Turn off Twitter, Anne Lamott says. And don’t clean the house. That’s what it takes to create the rich life you deserve
Time Lost and Found
James Hall
Lamott’s books include Operating Instructions and Traveling Mercies. Her new novel, Imperfect Birds (Riverhead Books; $26), will be published this month. She lives in Marin County, California.

I sometimes teach classes on writing, during which I tell my students every single thing I know about the craft and habit. This takes approximately 45 minutes. I begin with my core belief—and the foundation of almost all wisdom traditions—that there is nothing you can buy, achieve, own, or rent that can fill up that hunger inside for a sense of fulfillment and wonder. But the good news is that creative expression, whether that means writing, dancing, bird-watching, or cooking, can give a person almost everything that he or she has been searching for: enlivenment, peace, meaning, and the incalculable wealth of time spent quietly in beauty.

Then I bring up the bad news: You have to make time to do this.

This means you have to grasp that your manic forms of connectivity—cell phone, email, text, Twitter—steal most chances of lasting connection or amazement. That multitasking can argue a wasted life. That a close friendship is worth more than material success.

Needless to say, this is very distressing for my writing students. They start to explain that they have two kids at home, or five, a stable of horses or a hive of bees, and 40-hour workweeks. Or, on the other hand, sometimes they are climbing the walls with boredom, own nearly nothing, and are looking for work full-time, which is why they can’t make time now to pursue their hearts’ desires. They often add that as soon as they retire, or their last child moves out, or they move to the country, or to the city, or sell the horses, they will. They are absolutely sincere, and they are delusional.

I often remember the story from India of a beggar who sat outside a temple, begging for just enough every day to keep body and soul alive, until the temple elders convinced him to move across the street and sit under a tree. Years of begging and bare subsistence followed until he died. The temple elders decided to bury him beneath his cherished tree, where, after shoveling away a couple of feet of earth, they found a stash of gold coins that he had unknowingly sat on, all those hand-to-mouth years.

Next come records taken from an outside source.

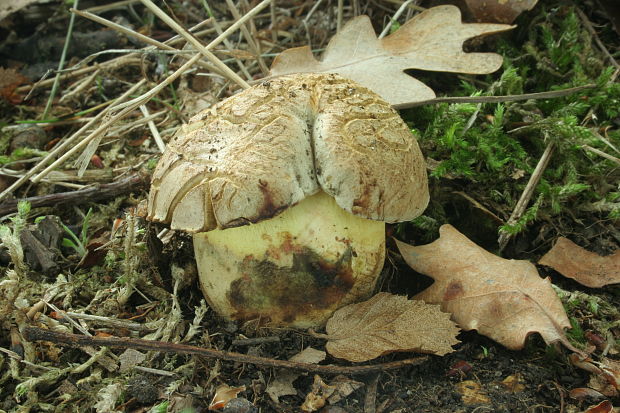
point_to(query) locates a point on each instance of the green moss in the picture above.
(492, 149)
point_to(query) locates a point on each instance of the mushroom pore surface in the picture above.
(308, 167)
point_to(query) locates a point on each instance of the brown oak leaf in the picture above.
(387, 323)
(585, 267)
(432, 40)
(505, 300)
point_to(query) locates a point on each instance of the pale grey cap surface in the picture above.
(259, 152)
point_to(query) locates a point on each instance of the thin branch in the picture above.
(194, 42)
(497, 99)
(61, 64)
(60, 148)
(94, 193)
(526, 196)
(76, 340)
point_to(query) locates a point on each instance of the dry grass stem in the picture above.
(69, 141)
(156, 136)
(254, 46)
(194, 42)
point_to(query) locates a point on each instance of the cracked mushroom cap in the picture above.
(267, 148)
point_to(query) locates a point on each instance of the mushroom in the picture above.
(287, 187)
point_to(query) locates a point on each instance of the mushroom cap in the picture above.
(265, 149)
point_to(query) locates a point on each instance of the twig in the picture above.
(191, 39)
(154, 131)
(497, 99)
(75, 340)
(129, 106)
(255, 341)
(370, 401)
(254, 46)
(111, 6)
(227, 43)
(112, 322)
(394, 18)
(519, 209)
(61, 64)
(95, 193)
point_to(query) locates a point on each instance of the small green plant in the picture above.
(78, 244)
(20, 154)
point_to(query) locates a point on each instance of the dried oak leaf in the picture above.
(432, 40)
(585, 267)
(388, 323)
(505, 300)
(499, 11)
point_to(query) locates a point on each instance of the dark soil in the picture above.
(536, 379)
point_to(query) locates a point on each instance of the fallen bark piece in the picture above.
(505, 300)
(388, 323)
(432, 40)
(585, 267)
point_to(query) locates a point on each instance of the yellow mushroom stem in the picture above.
(294, 269)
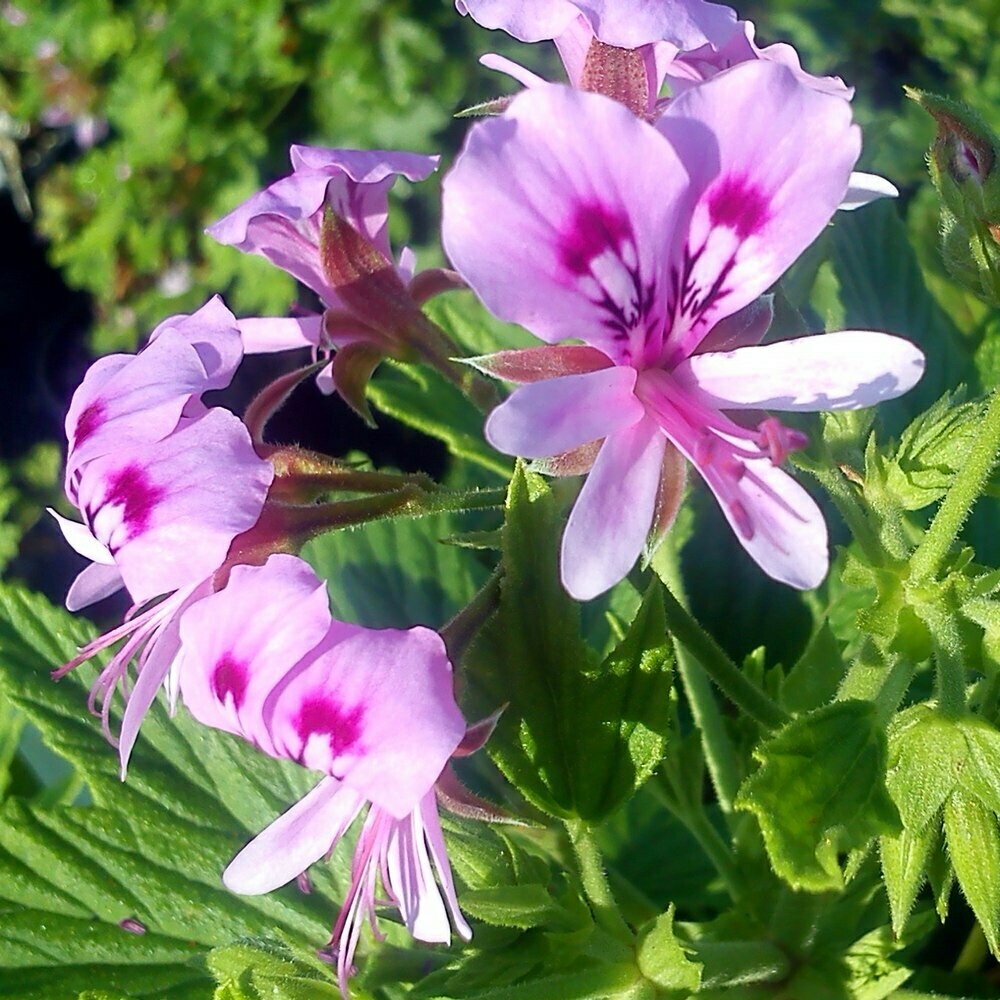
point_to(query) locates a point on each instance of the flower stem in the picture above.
(965, 491)
(720, 756)
(727, 676)
(838, 488)
(607, 915)
(948, 658)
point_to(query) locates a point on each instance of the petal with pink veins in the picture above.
(772, 159)
(376, 709)
(294, 840)
(241, 643)
(833, 371)
(609, 524)
(551, 224)
(548, 418)
(773, 517)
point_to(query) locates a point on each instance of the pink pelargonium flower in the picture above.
(326, 224)
(620, 49)
(372, 710)
(626, 50)
(165, 486)
(576, 219)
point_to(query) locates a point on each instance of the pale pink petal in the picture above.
(412, 882)
(376, 709)
(688, 23)
(526, 20)
(863, 189)
(833, 371)
(294, 840)
(550, 222)
(501, 64)
(685, 23)
(774, 519)
(268, 335)
(141, 401)
(212, 332)
(573, 44)
(239, 644)
(92, 585)
(784, 156)
(608, 525)
(547, 418)
(169, 511)
(81, 540)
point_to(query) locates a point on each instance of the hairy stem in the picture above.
(969, 484)
(590, 864)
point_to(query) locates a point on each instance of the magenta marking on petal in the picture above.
(321, 716)
(88, 422)
(230, 679)
(133, 491)
(594, 231)
(738, 204)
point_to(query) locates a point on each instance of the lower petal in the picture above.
(294, 840)
(775, 520)
(609, 523)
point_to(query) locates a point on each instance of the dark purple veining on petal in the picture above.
(596, 245)
(230, 679)
(88, 422)
(321, 716)
(137, 495)
(594, 230)
(738, 204)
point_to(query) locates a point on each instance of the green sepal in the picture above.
(820, 790)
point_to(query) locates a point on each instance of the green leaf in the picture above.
(577, 737)
(396, 573)
(664, 962)
(883, 289)
(820, 790)
(265, 970)
(530, 654)
(625, 712)
(974, 848)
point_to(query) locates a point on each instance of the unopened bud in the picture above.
(963, 159)
(620, 74)
(963, 166)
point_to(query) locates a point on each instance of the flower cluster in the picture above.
(636, 234)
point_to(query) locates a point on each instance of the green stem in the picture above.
(718, 852)
(974, 951)
(595, 882)
(965, 491)
(883, 680)
(727, 676)
(844, 498)
(720, 755)
(948, 658)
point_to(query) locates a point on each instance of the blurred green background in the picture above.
(125, 128)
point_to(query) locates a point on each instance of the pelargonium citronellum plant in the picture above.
(638, 266)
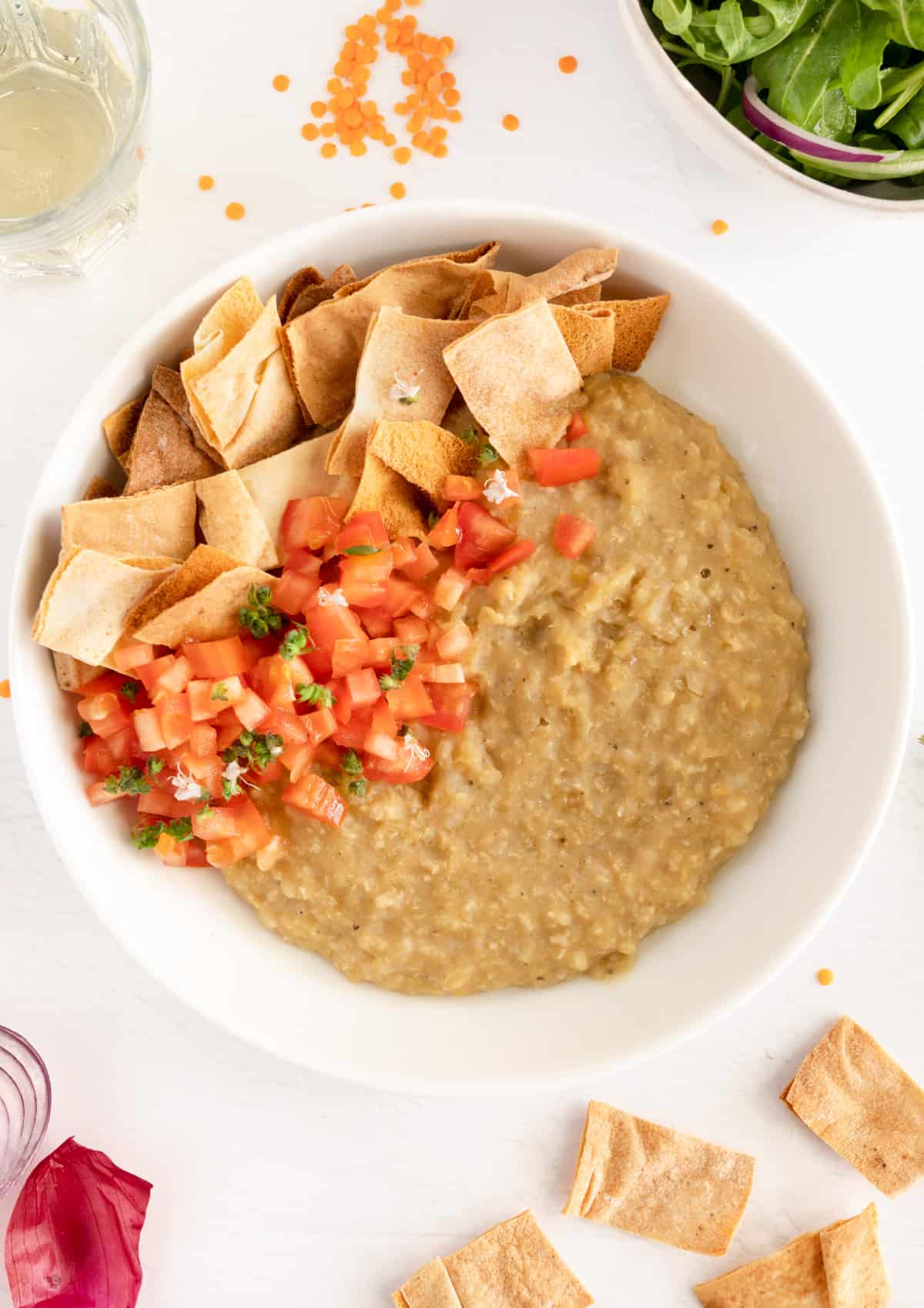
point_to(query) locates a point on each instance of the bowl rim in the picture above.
(576, 1073)
(654, 55)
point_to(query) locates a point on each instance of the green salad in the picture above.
(835, 88)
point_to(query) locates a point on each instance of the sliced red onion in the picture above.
(779, 129)
(25, 1106)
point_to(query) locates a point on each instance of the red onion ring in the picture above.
(778, 129)
(25, 1106)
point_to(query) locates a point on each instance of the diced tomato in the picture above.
(317, 798)
(148, 730)
(295, 590)
(410, 700)
(447, 533)
(423, 564)
(310, 524)
(218, 658)
(572, 535)
(250, 711)
(561, 467)
(450, 707)
(454, 641)
(576, 428)
(450, 589)
(410, 764)
(363, 687)
(461, 488)
(484, 537)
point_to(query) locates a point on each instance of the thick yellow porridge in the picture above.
(636, 711)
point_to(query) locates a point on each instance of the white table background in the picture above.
(271, 1184)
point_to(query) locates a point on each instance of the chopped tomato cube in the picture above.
(484, 537)
(310, 524)
(454, 641)
(561, 467)
(447, 533)
(576, 428)
(450, 707)
(363, 687)
(450, 589)
(461, 488)
(317, 798)
(410, 700)
(572, 534)
(216, 658)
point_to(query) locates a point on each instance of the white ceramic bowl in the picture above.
(199, 939)
(729, 147)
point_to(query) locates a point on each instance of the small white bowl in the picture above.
(729, 147)
(712, 355)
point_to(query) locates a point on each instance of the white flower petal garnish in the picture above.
(497, 488)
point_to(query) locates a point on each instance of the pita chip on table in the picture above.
(322, 348)
(836, 1268)
(658, 1183)
(153, 524)
(854, 1096)
(400, 376)
(88, 599)
(236, 381)
(200, 600)
(510, 1266)
(517, 377)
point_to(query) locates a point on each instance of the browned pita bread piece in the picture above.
(836, 1268)
(510, 1266)
(517, 377)
(88, 598)
(855, 1098)
(200, 600)
(400, 376)
(658, 1183)
(322, 348)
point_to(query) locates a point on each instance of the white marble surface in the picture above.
(276, 1186)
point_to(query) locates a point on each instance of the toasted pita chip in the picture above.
(71, 674)
(306, 289)
(797, 1276)
(389, 493)
(119, 428)
(155, 522)
(164, 452)
(422, 453)
(855, 1098)
(510, 1266)
(589, 335)
(400, 351)
(200, 600)
(88, 599)
(322, 348)
(658, 1183)
(517, 377)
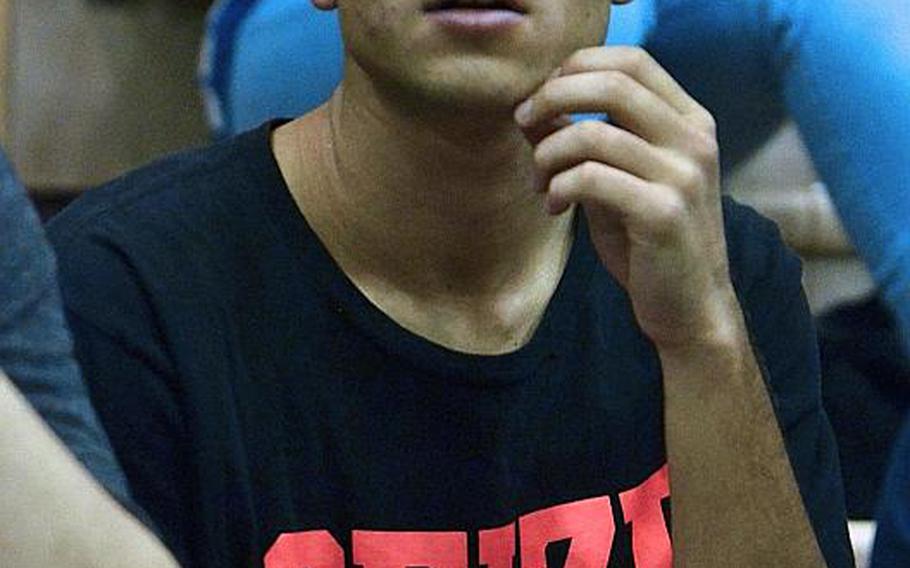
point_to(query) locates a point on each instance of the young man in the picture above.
(433, 323)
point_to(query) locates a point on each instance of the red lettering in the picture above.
(641, 507)
(374, 549)
(310, 549)
(497, 546)
(588, 523)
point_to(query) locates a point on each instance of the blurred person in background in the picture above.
(892, 535)
(65, 499)
(839, 68)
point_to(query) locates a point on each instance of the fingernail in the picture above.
(523, 113)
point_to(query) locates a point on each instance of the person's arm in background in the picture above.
(841, 70)
(54, 513)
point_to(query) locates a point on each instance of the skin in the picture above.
(48, 497)
(442, 176)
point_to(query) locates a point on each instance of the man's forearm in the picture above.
(735, 497)
(53, 513)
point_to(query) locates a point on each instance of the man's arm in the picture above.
(649, 184)
(53, 513)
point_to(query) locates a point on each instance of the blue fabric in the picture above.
(35, 346)
(892, 536)
(840, 68)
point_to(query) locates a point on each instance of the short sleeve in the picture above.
(35, 346)
(767, 277)
(128, 373)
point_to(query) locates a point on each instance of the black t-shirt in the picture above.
(265, 411)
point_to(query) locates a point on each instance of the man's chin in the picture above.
(479, 93)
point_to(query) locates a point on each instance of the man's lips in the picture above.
(479, 5)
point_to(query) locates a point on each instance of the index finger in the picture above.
(639, 64)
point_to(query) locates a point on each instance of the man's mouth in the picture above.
(479, 5)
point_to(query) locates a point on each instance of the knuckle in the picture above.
(615, 82)
(704, 146)
(637, 59)
(587, 173)
(669, 213)
(691, 177)
(591, 133)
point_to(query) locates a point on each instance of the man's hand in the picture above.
(649, 185)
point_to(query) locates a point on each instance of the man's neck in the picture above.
(432, 212)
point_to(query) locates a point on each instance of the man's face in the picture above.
(428, 50)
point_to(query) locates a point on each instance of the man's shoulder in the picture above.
(179, 193)
(757, 254)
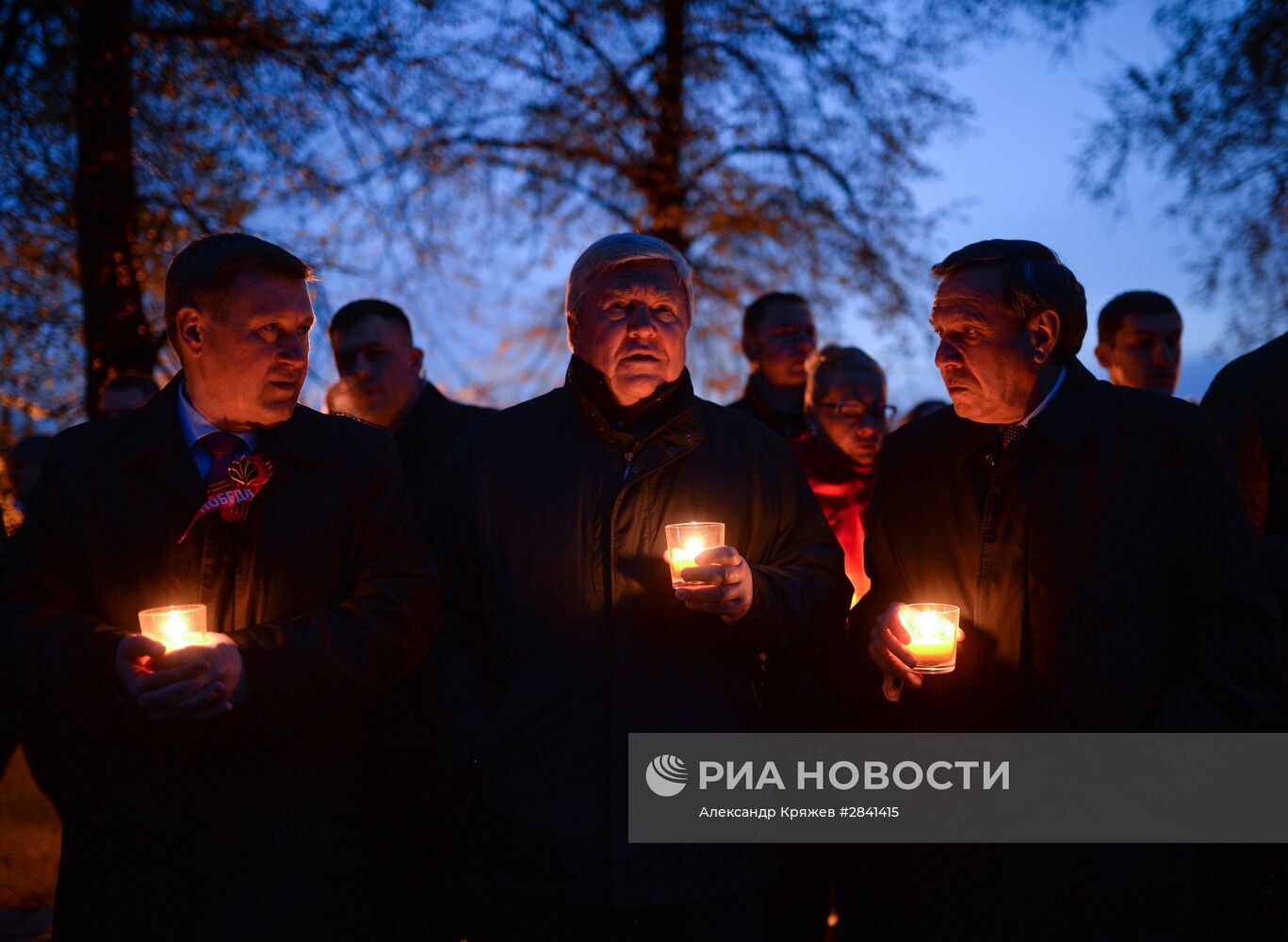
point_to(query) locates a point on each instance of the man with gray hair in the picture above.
(1045, 505)
(563, 631)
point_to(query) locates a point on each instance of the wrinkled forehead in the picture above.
(643, 277)
(781, 315)
(1157, 323)
(255, 295)
(970, 295)
(370, 333)
(855, 385)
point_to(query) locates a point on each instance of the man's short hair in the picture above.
(1034, 281)
(624, 249)
(1129, 302)
(355, 312)
(204, 270)
(755, 315)
(835, 363)
(130, 382)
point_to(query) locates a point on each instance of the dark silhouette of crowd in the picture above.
(432, 625)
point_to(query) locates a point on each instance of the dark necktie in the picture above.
(1011, 434)
(221, 447)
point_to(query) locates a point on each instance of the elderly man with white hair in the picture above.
(562, 632)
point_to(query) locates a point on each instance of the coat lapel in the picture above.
(152, 439)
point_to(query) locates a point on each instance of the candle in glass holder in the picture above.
(175, 625)
(684, 542)
(934, 636)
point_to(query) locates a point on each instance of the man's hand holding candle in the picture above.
(888, 647)
(726, 584)
(192, 684)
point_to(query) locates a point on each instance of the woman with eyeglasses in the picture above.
(846, 414)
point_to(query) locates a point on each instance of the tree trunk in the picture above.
(666, 194)
(118, 336)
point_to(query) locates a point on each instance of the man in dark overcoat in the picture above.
(210, 790)
(562, 632)
(1104, 578)
(416, 808)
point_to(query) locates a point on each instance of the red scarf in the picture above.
(844, 491)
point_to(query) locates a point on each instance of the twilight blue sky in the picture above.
(1009, 174)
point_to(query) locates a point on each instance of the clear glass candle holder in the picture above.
(175, 625)
(684, 542)
(934, 635)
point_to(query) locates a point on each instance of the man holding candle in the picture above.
(213, 790)
(562, 631)
(1045, 506)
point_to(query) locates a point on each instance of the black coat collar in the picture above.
(1064, 422)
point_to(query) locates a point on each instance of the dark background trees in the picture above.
(778, 144)
(132, 126)
(772, 141)
(1214, 116)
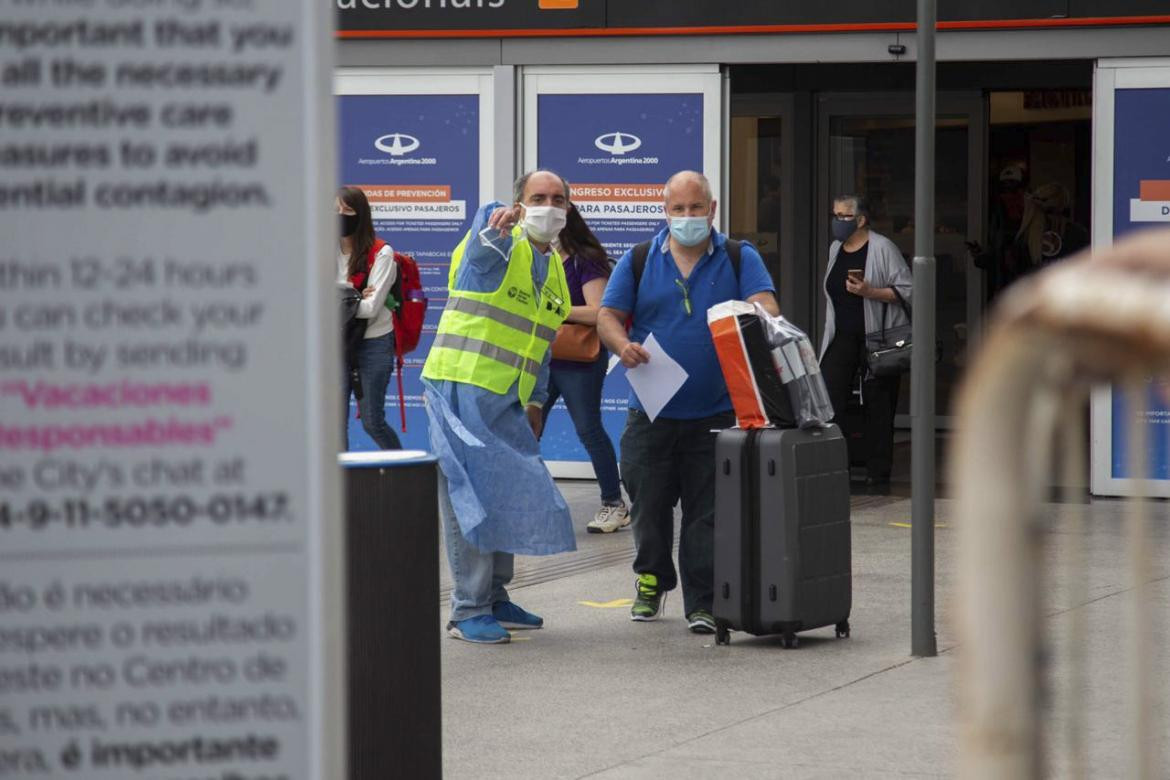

You already have the gold coins beneath you, of presence, creativity, intimacy, time for wonder, and nature, and life. Oh, yeah, you say? And where would those rascally coins be?

This is what I say: First of all, no one needs to watch the news every night, unless one is married to the anchor. Otherwise, you are mostly going to learn more than you need to know about where the local fires are, and how rainy it has been: so rainy! That is half an hour, a few days a week, I tell my students. You could commit to writing one page a night, which, over a year, is most of a book.

If they have to get up early for work and can’t stay up late, I ask them if they are willing NOT to do one thing every day, that otherwise they were going to try and cram into their schedule.

They may explain that they have to go to the gym four days a week or they get crazy, to which I reply that that’s fine—no one else really cares if anyone else finally starts to write or volunteers with marine mammals. But how can they not care and let life slip away? Can’t they give up the gym once a week and buy two hours’ worth of fresh, delectable moments? (Here they glance at my butt.)

John Clark
Make time to explore a passion, or at least take a walk.

Can they commit to meeting one close friend for two hours every week, in bookstores, to compare notes? Or at an Audubon sanctuary? Or a winery?

They look at me bitterly now—they don’t think I understand. But I do—I know how addictive busyness and mania are. But I ask them whether, if their children grow up to become adults who spend this one precious life in a spin of multitasking, stress, and achievement, and then work out four times a week, will they be pleased that their kids also pursued this kind of whirlwind life?

If not, if they want much more for their kids, lives well spent in hard work and savoring all that is lovely, why are they living this manic way?

I ask them, is there a eucalyptus grove at the end of their street, or a new exhibit at the art museum? An upcoming minus tide at the beach where the agates and tidepools are, or a great poet coming to the library soon? A pond where you can see so many turtles? A journal to fill?

If so, what manic or compulsive hours will they give up in trade for the equivalent time to write, or meander? Time is not free—that’s why it’s so precious and worth fighting for.

Will they give me one hour of housecleaning in exchange for the poetry reading? Or wash the car just one time a month, for the turtles? No? I understand. But at 80, will they be proud that they spent their lives keeping their houses cleaner than anyone else in the family did, except for mad Aunt Beth, who had the vapors? Or that they kept their car polished to a high sheen that made the neighbors quiver with jealousy? Or worked their fingers to the bone providing a high quality of life, but maybe accidentally forgot to be deeply and truly present for their kids, and now their grandchildren?

I think it’s going to hurt. What fills us is real, sweet, dopey, funny life.

I’ve heard it said that every day you need half an hour of quiet time for yourself, or your Self, unless you’re incredibly busy and stressed, in which case you need an hour. I promise you, it is there. Fight tooth and nail to find time, to make it. It is our true wealth, this moment, this hour, this day.